According to local sources in Isfahan, some of the elements involved in the suppression of the Protests were Afghans from the IRGC-linked Fatemiyoun Brigade.
This is not the first time that the Iranian regime has made use of Fatemiyoun and other non-Iranian forces to suppress protests. In November 2019, during massive protests in Khouzestan province and elsewhere in the south west of the country, the Iraqi Shia militias of the Hashd Al Shaabi forces were among the forces used to suppress the protests.
One resident of Isfahan told MECRA that “My son has an Afghan friend who was called to suppress the people of Isfahan, he said if I do not go I will be expelled from Iran.”
2. The history of farmers protests in Isfahan, 2016-2021
Due to drought and poor water management, Iran faces many challenges. In recent years drought has hit Iranian farmers hard in many provinces including Isfahan province. Isfahan is one of the major cultural and economic centers of Iran. Protests by local farmers have resulted.
In November 2016, farmers stationed their tractors at the entrance of Isfahan to protest.
In the same year, Friday prayers were a launching point for demonstrations, with protesters chanting slogans before prayers and turning their backs on the qibla.
In 2018, Isfahan residents protested a lack of water along the water transmission line to Yazd and then clashed with security forces who had come to suppress them.
In 2020, In protest of non-payment of damages and non-provision of water rights, demonstrators beheaded cattle and dumped milk on the street.
Isfahan has formed a central base of support for the regime. Many high-ranking Revolutionary Guards and top officials in the country hail from Isfahan. Major General Hossein Salami, for example, commander-in-chief of the Islamic Revolutionary Guard Corps (IRGC) is from this area. Isfahan holds the highest number record for military and security officials.

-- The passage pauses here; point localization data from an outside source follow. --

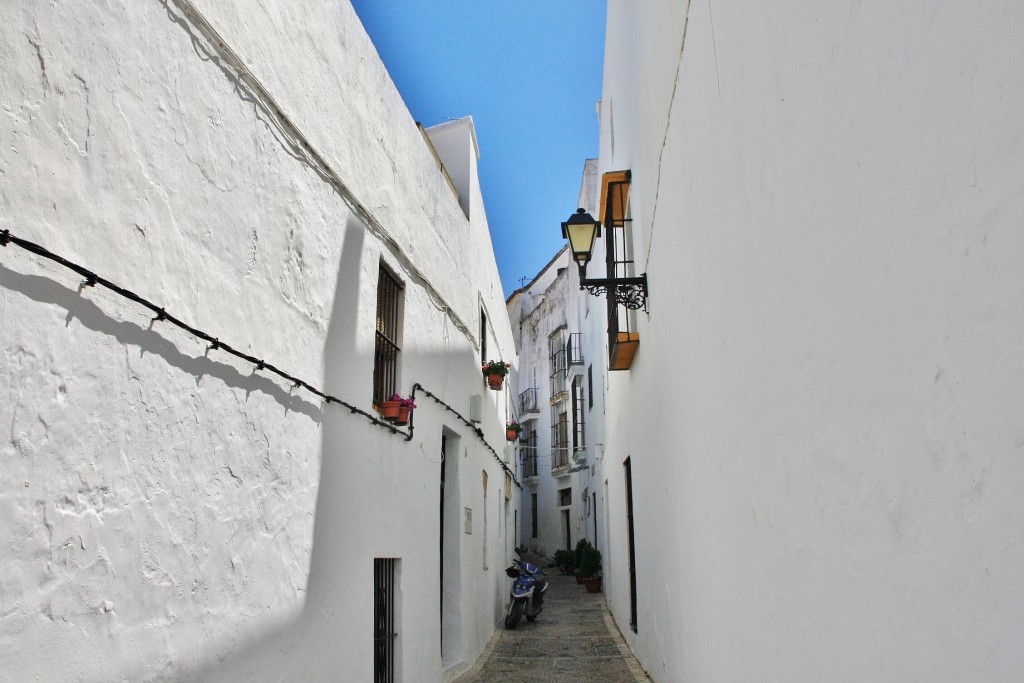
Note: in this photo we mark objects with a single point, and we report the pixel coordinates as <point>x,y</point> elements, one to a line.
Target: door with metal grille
<point>384,627</point>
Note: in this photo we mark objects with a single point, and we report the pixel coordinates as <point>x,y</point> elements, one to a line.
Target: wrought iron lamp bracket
<point>629,292</point>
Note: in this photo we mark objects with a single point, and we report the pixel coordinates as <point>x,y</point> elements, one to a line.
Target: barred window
<point>386,346</point>
<point>579,430</point>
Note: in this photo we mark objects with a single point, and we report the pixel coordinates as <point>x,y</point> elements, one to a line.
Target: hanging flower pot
<point>402,411</point>
<point>496,371</point>
<point>512,430</point>
<point>389,410</point>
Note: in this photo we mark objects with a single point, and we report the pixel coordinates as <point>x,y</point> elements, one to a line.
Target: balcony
<point>527,455</point>
<point>528,403</point>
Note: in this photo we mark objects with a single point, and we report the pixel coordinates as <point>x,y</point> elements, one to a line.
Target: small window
<point>483,337</point>
<point>532,515</point>
<point>386,345</point>
<point>590,387</point>
<point>579,431</point>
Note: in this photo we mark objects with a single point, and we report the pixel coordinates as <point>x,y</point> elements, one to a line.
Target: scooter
<point>527,592</point>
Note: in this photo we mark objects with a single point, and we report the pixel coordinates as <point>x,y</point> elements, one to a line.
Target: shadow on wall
<point>265,643</point>
<point>276,652</point>
<point>90,315</point>
<point>300,641</point>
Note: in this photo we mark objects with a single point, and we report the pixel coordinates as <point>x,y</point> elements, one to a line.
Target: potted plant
<point>512,429</point>
<point>590,569</point>
<point>406,407</point>
<point>496,371</point>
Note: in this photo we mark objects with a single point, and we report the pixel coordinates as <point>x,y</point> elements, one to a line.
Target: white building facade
<point>172,507</point>
<point>560,384</point>
<point>814,461</point>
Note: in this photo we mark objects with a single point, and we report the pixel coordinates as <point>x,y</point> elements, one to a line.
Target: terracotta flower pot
<point>389,410</point>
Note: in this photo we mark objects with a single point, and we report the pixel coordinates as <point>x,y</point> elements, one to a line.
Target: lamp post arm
<point>630,292</point>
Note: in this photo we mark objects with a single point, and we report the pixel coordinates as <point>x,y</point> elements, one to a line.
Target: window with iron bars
<point>557,373</point>
<point>527,451</point>
<point>556,349</point>
<point>559,437</point>
<point>384,620</point>
<point>579,429</point>
<point>573,349</point>
<point>386,345</point>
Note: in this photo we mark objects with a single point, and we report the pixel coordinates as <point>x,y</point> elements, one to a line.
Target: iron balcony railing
<point>528,401</point>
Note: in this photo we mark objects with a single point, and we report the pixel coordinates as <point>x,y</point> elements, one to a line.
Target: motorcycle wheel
<point>514,615</point>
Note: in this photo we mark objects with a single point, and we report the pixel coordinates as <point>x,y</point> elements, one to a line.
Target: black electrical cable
<point>91,280</point>
<point>476,430</point>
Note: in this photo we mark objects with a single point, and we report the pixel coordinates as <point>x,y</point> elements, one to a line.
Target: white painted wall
<point>823,414</point>
<point>165,511</point>
<point>550,301</point>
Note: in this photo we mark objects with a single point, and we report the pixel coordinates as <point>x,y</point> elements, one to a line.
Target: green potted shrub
<point>512,429</point>
<point>495,372</point>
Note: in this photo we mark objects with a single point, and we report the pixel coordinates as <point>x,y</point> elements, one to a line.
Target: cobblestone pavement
<point>571,641</point>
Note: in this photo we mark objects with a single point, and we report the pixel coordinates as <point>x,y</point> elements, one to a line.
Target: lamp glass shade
<point>582,230</point>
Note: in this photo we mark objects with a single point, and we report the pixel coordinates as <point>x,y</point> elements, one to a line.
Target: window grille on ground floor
<point>384,627</point>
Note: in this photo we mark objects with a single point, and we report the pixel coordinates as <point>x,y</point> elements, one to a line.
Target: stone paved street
<point>571,641</point>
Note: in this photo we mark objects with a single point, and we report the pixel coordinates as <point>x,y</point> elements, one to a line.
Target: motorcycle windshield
<point>521,591</point>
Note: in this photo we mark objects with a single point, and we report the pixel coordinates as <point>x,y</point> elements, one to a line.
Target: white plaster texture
<point>823,414</point>
<point>166,511</point>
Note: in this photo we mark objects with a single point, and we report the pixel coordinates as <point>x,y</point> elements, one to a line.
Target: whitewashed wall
<point>551,300</point>
<point>823,417</point>
<point>166,512</point>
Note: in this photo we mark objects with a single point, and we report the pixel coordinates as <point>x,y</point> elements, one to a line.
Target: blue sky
<point>529,74</point>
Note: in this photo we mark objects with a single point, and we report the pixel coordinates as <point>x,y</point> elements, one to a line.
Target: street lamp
<point>582,231</point>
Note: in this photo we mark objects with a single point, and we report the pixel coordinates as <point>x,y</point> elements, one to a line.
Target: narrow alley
<point>572,640</point>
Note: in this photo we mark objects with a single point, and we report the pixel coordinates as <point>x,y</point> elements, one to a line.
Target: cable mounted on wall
<point>476,430</point>
<point>92,280</point>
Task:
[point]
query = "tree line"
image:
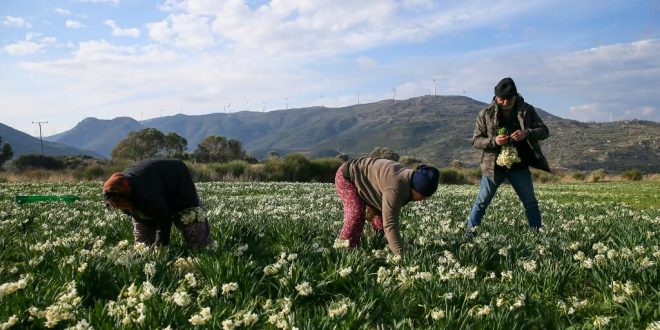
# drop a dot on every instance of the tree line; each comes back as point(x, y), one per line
point(150, 143)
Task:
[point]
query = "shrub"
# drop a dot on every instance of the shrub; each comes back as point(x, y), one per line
point(297, 168)
point(451, 176)
point(579, 176)
point(632, 175)
point(324, 169)
point(597, 175)
point(472, 174)
point(24, 162)
point(92, 172)
point(233, 169)
point(543, 177)
point(410, 161)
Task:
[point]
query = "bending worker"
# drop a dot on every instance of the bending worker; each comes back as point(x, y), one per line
point(158, 193)
point(385, 186)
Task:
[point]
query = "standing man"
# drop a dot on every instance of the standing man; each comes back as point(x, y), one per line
point(384, 186)
point(524, 128)
point(158, 193)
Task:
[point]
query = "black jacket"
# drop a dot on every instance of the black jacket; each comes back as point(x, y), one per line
point(485, 131)
point(161, 189)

Many of these officials were born in farming families.
The Zayanderud is the largest and most water-rich river in the Central Plateau of Iran, which originates in the Zagros mountains to the west of Isfahan and ends in Gavkhooni swamp to the east.

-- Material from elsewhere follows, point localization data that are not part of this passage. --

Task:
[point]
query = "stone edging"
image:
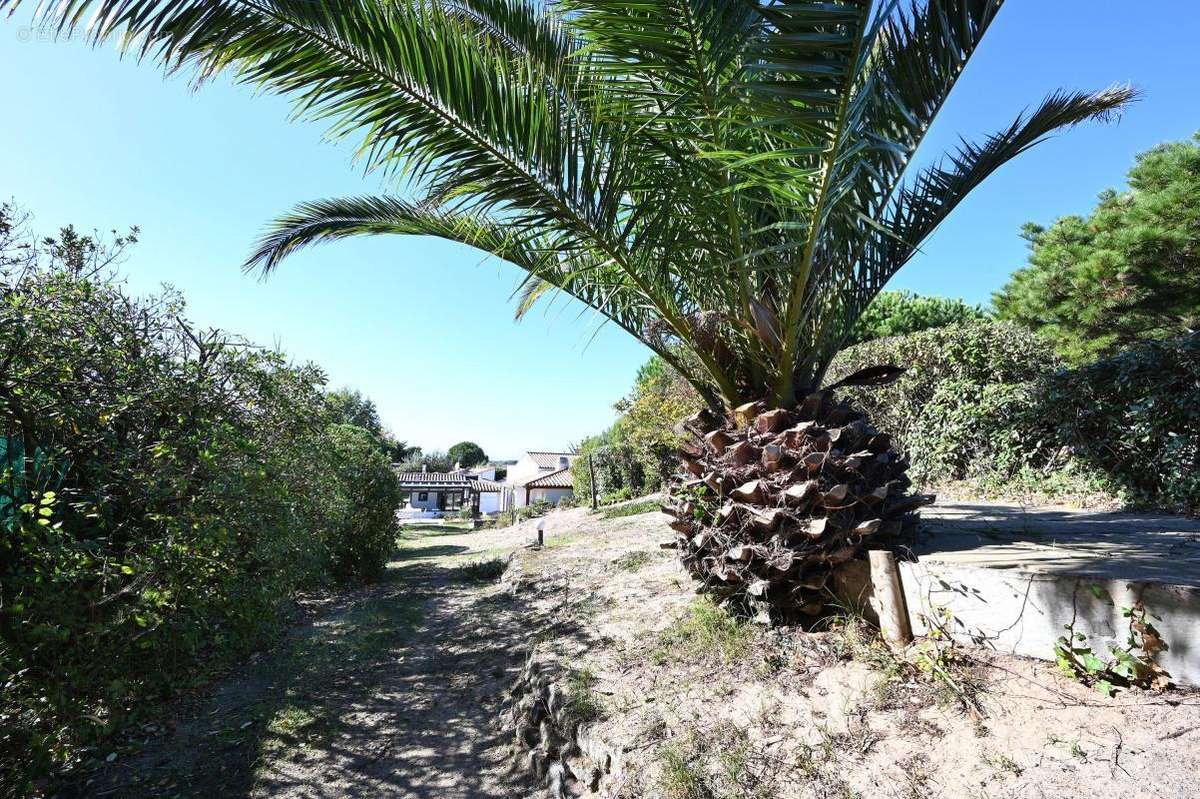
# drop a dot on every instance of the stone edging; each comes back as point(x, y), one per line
point(562, 754)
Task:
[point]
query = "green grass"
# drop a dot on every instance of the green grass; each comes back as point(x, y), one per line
point(583, 701)
point(682, 774)
point(630, 509)
point(705, 631)
point(414, 532)
point(483, 570)
point(633, 560)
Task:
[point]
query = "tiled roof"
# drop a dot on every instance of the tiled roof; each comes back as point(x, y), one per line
point(551, 460)
point(561, 479)
point(432, 479)
point(485, 486)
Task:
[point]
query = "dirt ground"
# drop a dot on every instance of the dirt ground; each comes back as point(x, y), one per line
point(700, 708)
point(396, 691)
point(388, 691)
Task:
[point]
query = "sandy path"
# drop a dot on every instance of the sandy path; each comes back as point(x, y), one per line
point(388, 691)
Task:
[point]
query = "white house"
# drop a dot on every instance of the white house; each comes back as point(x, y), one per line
point(541, 476)
point(435, 492)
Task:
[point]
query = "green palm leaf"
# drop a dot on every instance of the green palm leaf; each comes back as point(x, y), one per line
point(723, 179)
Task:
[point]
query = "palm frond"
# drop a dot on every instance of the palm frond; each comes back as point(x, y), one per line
point(723, 179)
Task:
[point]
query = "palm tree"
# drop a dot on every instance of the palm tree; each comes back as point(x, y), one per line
point(726, 180)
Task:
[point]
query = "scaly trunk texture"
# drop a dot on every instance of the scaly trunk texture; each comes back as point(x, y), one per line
point(777, 500)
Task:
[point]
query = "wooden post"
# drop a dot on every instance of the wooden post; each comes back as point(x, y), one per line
point(889, 600)
point(592, 472)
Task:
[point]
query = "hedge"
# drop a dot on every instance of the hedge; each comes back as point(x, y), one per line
point(991, 403)
point(163, 493)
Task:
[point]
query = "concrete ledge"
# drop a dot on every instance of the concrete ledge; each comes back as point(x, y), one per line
point(1013, 577)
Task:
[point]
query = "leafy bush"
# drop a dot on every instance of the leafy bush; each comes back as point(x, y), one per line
point(533, 510)
point(163, 492)
point(467, 454)
point(367, 493)
point(899, 313)
point(991, 403)
point(970, 355)
point(1128, 271)
point(637, 455)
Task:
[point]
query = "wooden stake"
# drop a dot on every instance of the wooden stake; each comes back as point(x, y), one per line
point(592, 479)
point(889, 600)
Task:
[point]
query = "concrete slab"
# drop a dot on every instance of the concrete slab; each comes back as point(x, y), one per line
point(1014, 577)
point(1063, 541)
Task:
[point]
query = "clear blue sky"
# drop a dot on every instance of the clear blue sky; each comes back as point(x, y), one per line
point(425, 326)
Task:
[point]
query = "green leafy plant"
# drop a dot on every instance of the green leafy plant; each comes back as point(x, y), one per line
point(165, 492)
point(1126, 272)
point(899, 313)
point(726, 181)
point(467, 454)
point(1120, 667)
point(991, 403)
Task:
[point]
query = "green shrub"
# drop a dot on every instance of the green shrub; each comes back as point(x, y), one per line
point(899, 313)
point(990, 403)
point(163, 493)
point(533, 510)
point(631, 509)
point(366, 492)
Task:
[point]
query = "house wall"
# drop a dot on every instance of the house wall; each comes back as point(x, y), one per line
point(549, 494)
point(521, 473)
point(489, 502)
point(431, 503)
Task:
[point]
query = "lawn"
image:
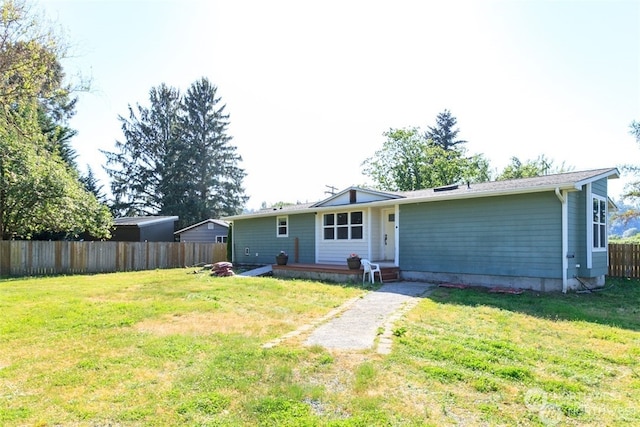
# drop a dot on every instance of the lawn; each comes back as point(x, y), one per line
point(171, 347)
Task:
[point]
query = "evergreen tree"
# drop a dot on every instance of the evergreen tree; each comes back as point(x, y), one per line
point(39, 191)
point(408, 161)
point(176, 158)
point(214, 180)
point(92, 185)
point(140, 176)
point(530, 168)
point(443, 133)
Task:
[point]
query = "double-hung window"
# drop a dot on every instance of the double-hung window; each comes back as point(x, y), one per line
point(282, 226)
point(599, 222)
point(343, 226)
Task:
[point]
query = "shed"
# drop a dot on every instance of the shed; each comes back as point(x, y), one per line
point(207, 231)
point(144, 229)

The Zayanderud, unlike many rivers in Iran, which are seasonal, had a significant flow throughout the year, but it has begun to dry up before reaching the city of Isfahan because of excessive water extraction. In the early 2010s, the lower reaches of the river dried up completely after several years of seasonal drought. This river has always had a special and exceptional position as a vital, civilization building artery in the central plateau of Iran.
An expert of wheat management, based at the Isfahan Jihad Agricultural Organization in 2019 said “ this year, wheat production in this province has decreased by about 65% compared to previous years due to the lack of water and the decrease in rainfall.”
Illegal upstream withdrawals, water transfer to another basin, growing population density, the addition of some sensitive and strategic industries such as refineries, petrochemicals and power plants, and the relative decrease in rainfall are other reasons for the gradual drying up of the Zayanderud.
With its drying up, not only have all the economic and social activities of the residents of Isfahan and its farmers been affected, but this is now having profound political consequences at the regional and national levels.
The issue of water crisis in Isfahan province is an issue that seems to have been created over the past years due to mismanagement and wrong use of the river.
Mehdi Toghyani, a member of the Economic Commission of the Islamic Consultative Assembly said that “The accumulation of imprudence over the past twenty years has made this a complex matter; Now we have reached a point where solving the problem is not easy.”